Automated Flag Cleanup Scripts for Stale Toggles

Q: Why does the quarantine script report flags as stale but the registry shows recent evaluation timestamps?

The most common cause is a timezone mismatch: the registry stores UTC timestamps but the comparison script constructs datetime.now() in local time. Always use datetime.now(datetime.timezone.utc) for the cutoff. A secondary cause is provider telemetry batching, which can delay timestamp writes by several minutes.

Q: How do I exclude flags from the cleanup pipeline permanently?
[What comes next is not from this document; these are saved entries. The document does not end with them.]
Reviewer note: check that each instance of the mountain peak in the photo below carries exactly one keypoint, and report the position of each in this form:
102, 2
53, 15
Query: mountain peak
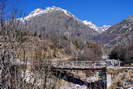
53, 9
93, 26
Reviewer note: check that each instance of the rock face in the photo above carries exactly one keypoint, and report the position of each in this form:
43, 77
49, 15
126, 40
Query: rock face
58, 21
119, 33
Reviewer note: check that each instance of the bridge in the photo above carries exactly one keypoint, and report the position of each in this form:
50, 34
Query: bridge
84, 65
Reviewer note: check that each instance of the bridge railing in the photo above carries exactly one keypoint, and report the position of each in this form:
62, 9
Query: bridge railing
78, 64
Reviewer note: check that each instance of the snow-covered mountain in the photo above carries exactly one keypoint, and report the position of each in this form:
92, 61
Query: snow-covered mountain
56, 11
39, 11
98, 29
55, 20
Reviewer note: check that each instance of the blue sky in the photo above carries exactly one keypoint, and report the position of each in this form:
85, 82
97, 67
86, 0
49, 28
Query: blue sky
100, 12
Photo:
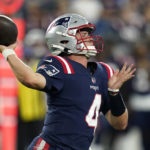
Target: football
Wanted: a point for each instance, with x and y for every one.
(8, 31)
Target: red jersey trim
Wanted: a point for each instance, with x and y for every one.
(68, 69)
(109, 69)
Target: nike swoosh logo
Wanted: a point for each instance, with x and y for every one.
(49, 60)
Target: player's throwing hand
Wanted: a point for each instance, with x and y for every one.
(121, 76)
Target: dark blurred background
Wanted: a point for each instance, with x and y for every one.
(125, 27)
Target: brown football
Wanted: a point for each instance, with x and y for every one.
(8, 31)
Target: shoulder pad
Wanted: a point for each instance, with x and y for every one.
(108, 68)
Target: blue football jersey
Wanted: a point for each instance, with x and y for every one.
(75, 97)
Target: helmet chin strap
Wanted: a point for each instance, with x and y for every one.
(88, 53)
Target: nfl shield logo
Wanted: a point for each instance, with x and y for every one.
(93, 80)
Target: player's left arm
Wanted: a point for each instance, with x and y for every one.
(117, 116)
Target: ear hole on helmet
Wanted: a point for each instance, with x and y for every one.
(64, 42)
(89, 30)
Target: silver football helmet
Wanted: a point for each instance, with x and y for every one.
(61, 36)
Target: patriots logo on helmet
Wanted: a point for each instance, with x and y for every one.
(61, 22)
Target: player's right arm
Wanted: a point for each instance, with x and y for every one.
(23, 72)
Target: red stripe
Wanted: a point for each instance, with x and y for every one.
(108, 70)
(37, 143)
(64, 65)
(46, 147)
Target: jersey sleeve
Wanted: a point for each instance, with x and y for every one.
(107, 72)
(52, 70)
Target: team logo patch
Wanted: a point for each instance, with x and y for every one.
(50, 70)
(93, 80)
(61, 22)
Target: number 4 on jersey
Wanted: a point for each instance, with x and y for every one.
(91, 117)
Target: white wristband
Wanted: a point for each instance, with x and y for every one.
(8, 52)
(113, 90)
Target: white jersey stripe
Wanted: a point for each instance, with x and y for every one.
(109, 68)
(66, 64)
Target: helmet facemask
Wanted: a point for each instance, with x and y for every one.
(89, 45)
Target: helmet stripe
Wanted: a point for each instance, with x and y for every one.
(109, 69)
(68, 69)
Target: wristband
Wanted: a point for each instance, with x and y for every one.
(113, 92)
(8, 52)
(117, 105)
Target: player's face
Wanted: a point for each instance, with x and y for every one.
(83, 36)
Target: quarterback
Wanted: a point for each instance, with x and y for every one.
(77, 90)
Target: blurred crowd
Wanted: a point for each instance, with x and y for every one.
(125, 27)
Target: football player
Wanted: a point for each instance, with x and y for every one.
(77, 90)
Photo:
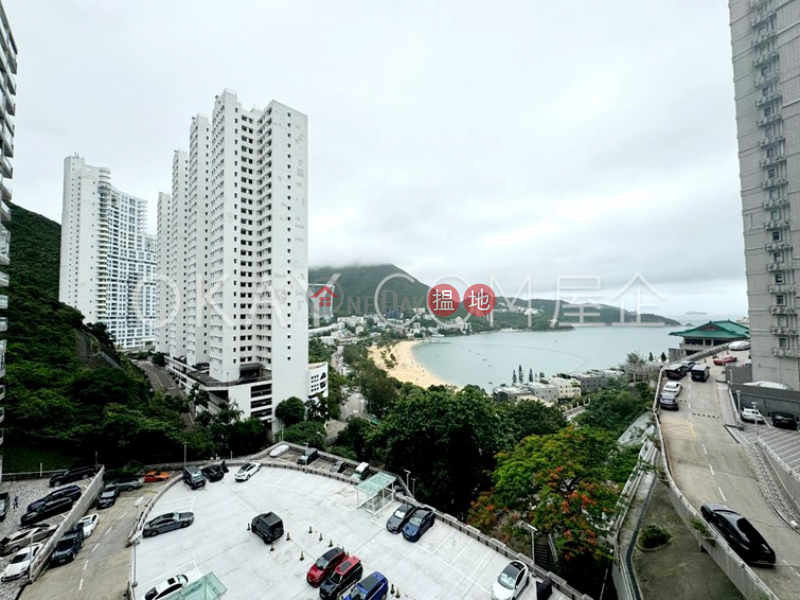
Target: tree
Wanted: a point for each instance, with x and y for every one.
(309, 433)
(446, 439)
(291, 411)
(560, 484)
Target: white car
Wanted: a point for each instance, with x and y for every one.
(247, 471)
(21, 562)
(89, 522)
(752, 414)
(510, 583)
(279, 451)
(162, 590)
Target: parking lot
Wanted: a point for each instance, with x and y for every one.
(444, 564)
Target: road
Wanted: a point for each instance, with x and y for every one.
(102, 568)
(710, 466)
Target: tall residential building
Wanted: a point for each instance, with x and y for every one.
(108, 262)
(8, 108)
(234, 241)
(766, 59)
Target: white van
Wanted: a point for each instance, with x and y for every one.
(361, 472)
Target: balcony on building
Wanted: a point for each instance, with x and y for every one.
(781, 288)
(764, 57)
(774, 246)
(780, 309)
(763, 122)
(775, 203)
(791, 331)
(774, 182)
(760, 40)
(773, 75)
(772, 160)
(768, 98)
(787, 352)
(774, 139)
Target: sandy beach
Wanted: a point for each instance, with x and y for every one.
(406, 368)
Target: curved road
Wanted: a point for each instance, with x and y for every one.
(710, 466)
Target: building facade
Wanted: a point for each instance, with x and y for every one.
(236, 239)
(8, 108)
(108, 262)
(766, 56)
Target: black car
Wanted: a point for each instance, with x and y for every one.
(215, 472)
(73, 492)
(68, 546)
(400, 517)
(741, 536)
(784, 420)
(74, 474)
(48, 509)
(108, 497)
(167, 522)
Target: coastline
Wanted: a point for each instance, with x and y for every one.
(406, 367)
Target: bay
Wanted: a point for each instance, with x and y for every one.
(489, 359)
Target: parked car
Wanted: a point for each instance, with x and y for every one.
(73, 492)
(668, 401)
(279, 451)
(511, 581)
(167, 522)
(214, 472)
(108, 497)
(74, 474)
(373, 587)
(155, 476)
(741, 536)
(89, 522)
(346, 574)
(267, 526)
(400, 517)
(324, 566)
(68, 546)
(724, 360)
(48, 509)
(784, 420)
(21, 562)
(753, 415)
(129, 483)
(247, 470)
(418, 524)
(25, 537)
(170, 586)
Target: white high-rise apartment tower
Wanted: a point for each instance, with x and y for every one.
(108, 263)
(235, 235)
(766, 58)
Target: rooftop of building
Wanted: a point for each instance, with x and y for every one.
(447, 562)
(719, 330)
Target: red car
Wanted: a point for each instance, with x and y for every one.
(724, 360)
(325, 565)
(154, 476)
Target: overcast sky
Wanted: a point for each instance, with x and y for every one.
(510, 139)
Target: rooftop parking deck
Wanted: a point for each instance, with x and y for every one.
(445, 564)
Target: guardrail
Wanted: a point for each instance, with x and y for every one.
(789, 478)
(558, 583)
(741, 575)
(73, 516)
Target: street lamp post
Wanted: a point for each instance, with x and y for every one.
(533, 531)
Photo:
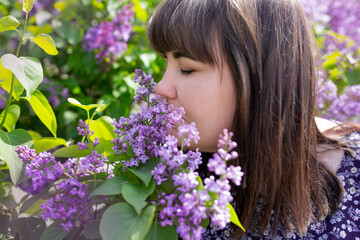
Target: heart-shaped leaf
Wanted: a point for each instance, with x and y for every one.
(28, 71)
(11, 117)
(44, 41)
(112, 186)
(43, 110)
(121, 221)
(161, 233)
(27, 5)
(144, 170)
(8, 143)
(5, 77)
(47, 143)
(136, 194)
(75, 102)
(8, 23)
(71, 151)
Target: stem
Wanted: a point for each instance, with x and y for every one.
(3, 98)
(8, 103)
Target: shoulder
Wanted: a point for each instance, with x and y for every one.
(330, 157)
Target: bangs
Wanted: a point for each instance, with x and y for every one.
(186, 26)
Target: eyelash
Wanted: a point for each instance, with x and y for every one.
(186, 72)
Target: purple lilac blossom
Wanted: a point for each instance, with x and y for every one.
(43, 169)
(108, 39)
(326, 92)
(70, 203)
(346, 106)
(189, 206)
(146, 130)
(340, 16)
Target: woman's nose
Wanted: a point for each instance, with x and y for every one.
(166, 87)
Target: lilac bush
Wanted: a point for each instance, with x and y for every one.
(75, 198)
(108, 39)
(337, 24)
(189, 203)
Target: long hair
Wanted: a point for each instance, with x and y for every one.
(270, 48)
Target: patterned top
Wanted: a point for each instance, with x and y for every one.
(344, 224)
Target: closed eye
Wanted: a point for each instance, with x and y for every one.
(186, 72)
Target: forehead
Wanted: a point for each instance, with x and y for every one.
(186, 27)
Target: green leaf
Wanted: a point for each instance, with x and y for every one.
(140, 13)
(92, 229)
(353, 77)
(11, 118)
(234, 218)
(2, 176)
(104, 131)
(47, 143)
(161, 233)
(144, 170)
(34, 208)
(121, 221)
(112, 186)
(27, 5)
(29, 227)
(28, 71)
(34, 135)
(75, 102)
(67, 30)
(8, 23)
(71, 151)
(44, 41)
(8, 143)
(136, 194)
(54, 232)
(43, 110)
(5, 76)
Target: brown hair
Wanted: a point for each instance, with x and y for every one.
(270, 47)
Add a cleanup_exempt: true field to the flag metadata in the registry and filter it out in the telemetry query step. Common exemptions include kill switches and flags that gate seasonal features. Document the exemption reason in the flag owner_notes field.

This how-to is part of the Managing Flag Deprecation & Cleanup guide, which covers the full retirement lifecycle from detection through deletion. Here you will build and schedule a five-stage pipeline that identifies zero-traffic toggles, confirms they are absent from the codebase, quarantines them in the registry, routes a tracked pull request for code removal, and permanently deletes the flag once the PR has merged.

Orphaned flags left in production registries inflate configuration drift, slow evaluation engines, and obscure the true state of your system. An automated pipeline reduces that debt without requiring engineers to manually audit hundreds of flag keys each quarter.

Prerequisites

OpenFeature Python SDK (openfeature-sdk >= 1.2) installed and a server-side provider configured — see server-side SDK integration patterns for provider wiring
Flag registry exposes a REST API with GET /flags, PATCH /flags/{key}, and DELETE /flags/{key} endpoints
Evaluation telemetry writes last_evaluated ISO-8601 timestamps and a rolling traffic_7d counter to each flag record
jq and curl available in your CI runner environment
FLAG_API_TOKEN set as a CI secret; the service account has write permission on flag resources
Each flag key follows the namespace.service.feature schema — for example, checkout.payments.express-pay and web.dashboard.new-nav — consistent with your flag taxonomy
Git remote is accessible from CI so the pipeline can open pull requests

The five-stage cleanup pipeline: telemetry query identifies candidates, AST scan confirms code absence, quarantine disables the flag, PR review removes source references, and registry delete purges the record.

Step-by-Step Procedure

Step 1. Query evaluation telemetry for zero-traffic flags

Pull all flag records from the registry and filter to those whose last_evaluated timestamp is older than 30 days. The OpenFeature provider exposes provider metadata but does not itself surface flag inventory — use your registry’s management API directly for this step.

# detect_stale_flags.py
import datetime
import requests

FLAG_API = "https://api.flags.example.com/v1"
STALE_DAYS = 30


def get_stale_flag_keys(api_token: str) -> list[str]:
    """Return flag keys with zero evaluation traffic for > STALE_DAYS days."""
    headers = {"Authorization": f"Bearer {api_token}"}
    flags = requests.get(f"{FLAG_API}/flags", headers=headers).json()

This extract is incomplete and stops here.